Now, I will compare the sporting league and the lack of fan strategic content, with the growth of brands I started managing at the fitness company.

Some Background:

At the fitness company, I was given the challenge of managing a little known brand (moving forward calling this “Brand X”) and growing it to compete with the number one brand (moving forward calling this “Brand Y”) — which had over 500K fans at the time.

Brand X had 215K fans when I took it over — pretty large on the grand scheme of things. Through research and experience, I knew growing exponentially year over year after already accumulating more than 100,000 fans is extremely difficult; most brands only grow about 85% year over year after amassing more than 100,000 fans. In order to achieve this challenge, I needed to find a way to grow Brand X organically and quickly, while not forgetting about the fans I was trying to acquire (always remember your audience). I knew that it would take the perfect balance between motivation, fun content, and business to achieve my feat.

Some Social Media Strategy:

After 11 months, Brand X had grown more than 235% and overtook Brand Y as the number one selling brand for the company by 2012. By mid 2013, Brand X had passed Brand Y in terms of fan acquisition on social, and in 2014, amassed over 1M fans, where Brand Y was still sitting around 700K. Why? Content, content, content!

I was giving the fans of Brand X exciting content that made them want to be a part of the social community, made them want to share, hit the like button and comment for this brand they now loved (all the while covertly selling them the product), where as Brand Y was only focused on the product and selling. The two can go hand-in-hand, and have with Brand X, but you have to find the tipping point for your fan base and what will cause them to purchase. Brand Y’s manager did not understand this, and therefore, suffered in both sales and social acquisition.

Key Takeaway:

Content is the key point of social media marketing.

Content can push your brand and your products, but it has to be relatable to your audience.

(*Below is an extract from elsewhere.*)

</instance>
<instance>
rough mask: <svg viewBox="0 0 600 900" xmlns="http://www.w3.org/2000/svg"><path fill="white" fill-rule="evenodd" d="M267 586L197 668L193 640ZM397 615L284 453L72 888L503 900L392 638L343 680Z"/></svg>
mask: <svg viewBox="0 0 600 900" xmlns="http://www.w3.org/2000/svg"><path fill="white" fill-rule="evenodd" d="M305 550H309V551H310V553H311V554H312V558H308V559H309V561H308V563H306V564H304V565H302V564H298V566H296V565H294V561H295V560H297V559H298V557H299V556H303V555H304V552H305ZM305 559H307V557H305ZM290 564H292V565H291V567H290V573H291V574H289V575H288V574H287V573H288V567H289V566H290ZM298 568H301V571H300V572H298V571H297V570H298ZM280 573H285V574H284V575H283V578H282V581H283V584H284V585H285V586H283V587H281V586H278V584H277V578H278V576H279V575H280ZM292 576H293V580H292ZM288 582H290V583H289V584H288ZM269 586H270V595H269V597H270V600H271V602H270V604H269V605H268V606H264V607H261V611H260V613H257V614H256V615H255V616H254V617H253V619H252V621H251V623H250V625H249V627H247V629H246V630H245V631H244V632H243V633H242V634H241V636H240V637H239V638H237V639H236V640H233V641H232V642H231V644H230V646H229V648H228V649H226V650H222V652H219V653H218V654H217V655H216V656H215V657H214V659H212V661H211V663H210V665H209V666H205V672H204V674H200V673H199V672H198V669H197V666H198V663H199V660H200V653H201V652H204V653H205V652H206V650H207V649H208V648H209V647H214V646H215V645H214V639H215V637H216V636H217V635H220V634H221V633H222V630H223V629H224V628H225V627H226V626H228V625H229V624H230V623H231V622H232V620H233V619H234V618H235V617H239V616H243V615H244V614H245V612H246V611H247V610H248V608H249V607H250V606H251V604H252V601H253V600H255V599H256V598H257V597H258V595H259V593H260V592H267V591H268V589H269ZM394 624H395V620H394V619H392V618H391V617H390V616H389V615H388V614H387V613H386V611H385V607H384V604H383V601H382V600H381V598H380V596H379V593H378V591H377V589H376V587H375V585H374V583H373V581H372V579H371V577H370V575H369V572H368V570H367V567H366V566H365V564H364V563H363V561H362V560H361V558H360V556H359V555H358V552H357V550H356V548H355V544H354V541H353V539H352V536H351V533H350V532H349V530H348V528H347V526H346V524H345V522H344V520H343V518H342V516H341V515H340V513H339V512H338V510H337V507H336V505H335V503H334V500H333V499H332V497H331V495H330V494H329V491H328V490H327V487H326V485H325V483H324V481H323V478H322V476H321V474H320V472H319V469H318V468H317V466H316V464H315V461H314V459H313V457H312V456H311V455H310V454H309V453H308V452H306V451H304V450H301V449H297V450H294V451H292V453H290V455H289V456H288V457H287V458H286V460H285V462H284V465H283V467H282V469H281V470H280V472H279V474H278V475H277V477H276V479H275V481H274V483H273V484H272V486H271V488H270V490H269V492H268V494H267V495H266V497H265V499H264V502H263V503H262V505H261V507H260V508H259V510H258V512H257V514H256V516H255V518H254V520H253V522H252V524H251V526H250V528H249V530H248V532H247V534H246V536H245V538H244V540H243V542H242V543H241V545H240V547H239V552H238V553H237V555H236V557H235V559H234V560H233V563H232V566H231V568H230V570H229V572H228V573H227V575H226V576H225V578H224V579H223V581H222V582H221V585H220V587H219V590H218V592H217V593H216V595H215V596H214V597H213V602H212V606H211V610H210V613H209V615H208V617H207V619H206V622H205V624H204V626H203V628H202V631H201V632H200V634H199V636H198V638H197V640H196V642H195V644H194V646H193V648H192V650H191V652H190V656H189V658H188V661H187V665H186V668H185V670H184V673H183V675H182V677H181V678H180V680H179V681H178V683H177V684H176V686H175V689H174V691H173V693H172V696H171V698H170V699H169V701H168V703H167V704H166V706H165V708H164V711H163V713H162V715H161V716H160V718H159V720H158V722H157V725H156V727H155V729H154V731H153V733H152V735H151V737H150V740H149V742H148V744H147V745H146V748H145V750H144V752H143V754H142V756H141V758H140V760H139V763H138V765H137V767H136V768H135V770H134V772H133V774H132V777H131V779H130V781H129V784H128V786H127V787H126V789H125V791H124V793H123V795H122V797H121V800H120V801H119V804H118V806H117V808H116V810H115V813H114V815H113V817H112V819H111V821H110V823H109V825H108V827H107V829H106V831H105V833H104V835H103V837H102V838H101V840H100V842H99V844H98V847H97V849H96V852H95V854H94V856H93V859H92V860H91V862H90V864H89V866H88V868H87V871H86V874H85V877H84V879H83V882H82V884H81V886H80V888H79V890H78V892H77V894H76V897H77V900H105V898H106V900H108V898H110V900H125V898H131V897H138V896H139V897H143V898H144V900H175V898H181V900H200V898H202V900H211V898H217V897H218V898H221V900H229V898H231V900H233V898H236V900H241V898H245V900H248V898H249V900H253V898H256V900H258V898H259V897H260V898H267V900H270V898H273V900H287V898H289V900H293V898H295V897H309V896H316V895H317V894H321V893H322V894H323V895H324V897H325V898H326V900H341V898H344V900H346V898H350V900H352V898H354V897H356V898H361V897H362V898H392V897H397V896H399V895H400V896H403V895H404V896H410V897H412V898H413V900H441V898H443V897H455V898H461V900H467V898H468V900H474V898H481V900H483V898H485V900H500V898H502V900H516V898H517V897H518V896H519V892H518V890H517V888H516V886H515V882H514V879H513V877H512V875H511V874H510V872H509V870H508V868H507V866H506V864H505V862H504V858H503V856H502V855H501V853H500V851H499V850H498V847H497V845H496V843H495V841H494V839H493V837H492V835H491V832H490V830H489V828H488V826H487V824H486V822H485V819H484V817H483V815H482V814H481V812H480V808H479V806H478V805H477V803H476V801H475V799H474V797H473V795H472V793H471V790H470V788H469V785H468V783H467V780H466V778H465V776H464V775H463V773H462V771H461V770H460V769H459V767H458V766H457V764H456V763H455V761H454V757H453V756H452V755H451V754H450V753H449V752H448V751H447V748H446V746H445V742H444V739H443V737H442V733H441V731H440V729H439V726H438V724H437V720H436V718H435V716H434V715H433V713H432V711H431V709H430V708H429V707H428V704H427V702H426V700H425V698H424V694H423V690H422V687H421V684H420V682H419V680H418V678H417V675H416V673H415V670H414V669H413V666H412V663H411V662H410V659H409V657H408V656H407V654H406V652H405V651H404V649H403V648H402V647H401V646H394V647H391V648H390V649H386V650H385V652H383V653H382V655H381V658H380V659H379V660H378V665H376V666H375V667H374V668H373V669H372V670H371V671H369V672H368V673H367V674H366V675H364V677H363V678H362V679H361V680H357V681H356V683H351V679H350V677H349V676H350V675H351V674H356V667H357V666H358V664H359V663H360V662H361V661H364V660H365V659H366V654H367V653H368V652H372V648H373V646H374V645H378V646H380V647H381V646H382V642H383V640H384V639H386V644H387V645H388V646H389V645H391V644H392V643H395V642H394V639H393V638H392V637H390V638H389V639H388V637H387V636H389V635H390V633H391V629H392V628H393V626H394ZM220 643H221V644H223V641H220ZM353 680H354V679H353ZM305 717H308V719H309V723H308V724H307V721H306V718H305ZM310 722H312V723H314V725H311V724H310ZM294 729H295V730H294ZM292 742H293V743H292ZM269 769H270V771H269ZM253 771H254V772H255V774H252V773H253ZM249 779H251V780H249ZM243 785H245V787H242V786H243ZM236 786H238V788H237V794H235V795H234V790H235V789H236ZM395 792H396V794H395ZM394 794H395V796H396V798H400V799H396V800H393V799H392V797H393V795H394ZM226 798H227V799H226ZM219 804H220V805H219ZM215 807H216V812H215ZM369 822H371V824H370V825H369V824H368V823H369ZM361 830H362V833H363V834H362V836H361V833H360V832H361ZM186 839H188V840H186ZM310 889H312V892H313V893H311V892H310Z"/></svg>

If a fan feels like they’re being “sold”, they will have a negative reaction to any content you produce on the page. If your fan feels like they’re being brought into a conversation, then their reactions turn positive. I’m not saying you should fill your pages with funny memes and viral YouTube videos, but find the medium between your product and that conversation.

There is a way to bridge the gap between the two and sell to your fans, without them knowing they’re being sold to.